Le nouveau régime « Jeanbrun » réinvente l’investissement dans l’ancien
Le dispositif Pinel a pris fin le 1er janvier 2025 et a été remplacé par le statut du bailleur privé dit « Jeanbrun », introduit par la loi de finances 2026 et entré en vigueur le 21 février 2026. La réduction d’impôt laisse la place à un amortissement comptable : le bailleur peut déduire chaque année de 3,5 % à 5,5 % de 80 % de la valeur du logement, avec un plafond annuel situé entre 8 000 € et 12 000 € selon le niveau de loyer.
Autre changement majeur, le zonage obligatoire disparaît et le dispositif s’applique sans contrainte géographique, ouvrant des opportunités notamment dans les villes moyennes. L’achat d’un bien ancien reste souvent le meilleur rapport qualité‑prix, et les évolutions de 2026 favorisent les acheteurs-investisseurs souhaitant conjuguer rénovation, optimisation fiscale et remise sur le marché de logements existants.
Les principaux changements apportés par le nouveau statut peuvent être résumés ainsi :
- Remplacement du dispositif Pinel par le statut Jeanbrun.
- Amortissement fiscal en remplacement de la réduction d’impôt.
- Fin des contraintes liées au zonage géographique.
- Ouverture du dispositif aux villes moyennes.
- Meilleure valorisation des logements anciens à rénover.
Quelles facilités pour rénover et louer l’ancien ?
Le seuil de travaux exigé passe de 30 % à 20 % du prix d’achat et le dispositif s’étend aux maisons anciennes.
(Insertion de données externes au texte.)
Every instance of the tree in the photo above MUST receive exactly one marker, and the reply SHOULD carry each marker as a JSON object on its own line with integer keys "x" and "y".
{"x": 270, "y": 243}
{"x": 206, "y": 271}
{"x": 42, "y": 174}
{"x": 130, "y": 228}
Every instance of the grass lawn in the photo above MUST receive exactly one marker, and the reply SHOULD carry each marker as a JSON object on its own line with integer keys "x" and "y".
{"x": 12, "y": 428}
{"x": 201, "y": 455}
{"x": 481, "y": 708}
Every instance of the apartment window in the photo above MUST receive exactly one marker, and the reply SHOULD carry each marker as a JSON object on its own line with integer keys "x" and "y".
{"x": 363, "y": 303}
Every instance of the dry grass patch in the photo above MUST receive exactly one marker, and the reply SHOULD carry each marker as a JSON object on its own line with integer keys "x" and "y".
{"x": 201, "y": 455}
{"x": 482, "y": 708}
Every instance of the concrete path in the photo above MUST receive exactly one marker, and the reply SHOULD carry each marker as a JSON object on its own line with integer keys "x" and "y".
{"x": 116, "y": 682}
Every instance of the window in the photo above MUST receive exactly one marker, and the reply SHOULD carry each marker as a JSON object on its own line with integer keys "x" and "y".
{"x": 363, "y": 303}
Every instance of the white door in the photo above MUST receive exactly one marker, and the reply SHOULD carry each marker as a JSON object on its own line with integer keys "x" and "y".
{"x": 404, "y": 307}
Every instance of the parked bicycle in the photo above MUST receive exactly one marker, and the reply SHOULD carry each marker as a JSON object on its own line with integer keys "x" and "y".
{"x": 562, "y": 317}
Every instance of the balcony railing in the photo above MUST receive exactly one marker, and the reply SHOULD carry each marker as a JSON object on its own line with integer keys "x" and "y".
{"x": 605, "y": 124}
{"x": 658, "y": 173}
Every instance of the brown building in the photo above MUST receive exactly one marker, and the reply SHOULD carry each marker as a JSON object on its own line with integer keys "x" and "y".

L’objectif énergétique ciblé devient l’étiquette D (au lieu de B), sous réserve d’un gain d’au moins deux classes. Les propriétaires pourront continuer à louer des logements classés F ou G contre un engagement de rénovation, ce qui pourrait maintenir 650 à 700 000 logements sur le marché d’ici 2028.
MaPrimeRénov’ dispose d’une enveloppe de 3,6 milliards d’euros pour 2026, visant au moins 120 000 rénovations d’ampleur et 150 000 rénovations « par geste ». Pour les logements classés E, F ou G, un rendez‑vous personnalisé avec un conseiller France Rénov’ est obligatoire avant dépôt du dossier. Le coefficient de conversion de l’électricité dans le DPE est passé de 2,3 à 1,9 au 1er janvier 2026, ce qui pourrait faire sortir environ 850 000 logements du statut de passoire énergétique sans travaux.
Passez à l’action : évaluez la faisabilité du financement !
Le cadre fiscal renouvelé (amortissement comptable du statut Jeanbrun), l’enveloppe renforcée de MaPrimeRénov’ et le recalibrage du DPE convergent pour rendre la rénovation de l’ancien plus rentable et moins risquée : amortissement fiscal à la place de la réduction d’impôt, 3,6 milliards d’euros d’aides et un coefficient électrique abaissé qui pourrait exclure 850 000 logements du statut de passoire énergétique. La suppression du zonage et l’abaissement du seuil de travaux favorisent les projets en villes moyennes et sur maisons anciennes, réduisant l’effort d’apport et le délai de retour sur investissement.
Avant de s’engager, il est impératif de chiffrer précisément les travaux, d’identifier les aides cumulables et de simuler le prêt en intégrant l’amortissement fiscal, les délais de versement des subventions et l’impact sur la trésorerie. Un rendez‑vous France Rénov’ suivi d’une étude de cash‑flow et de scénarios de sensibilité permettra de valider la viabilité financière du projet et de sécuriser la décision d’achat.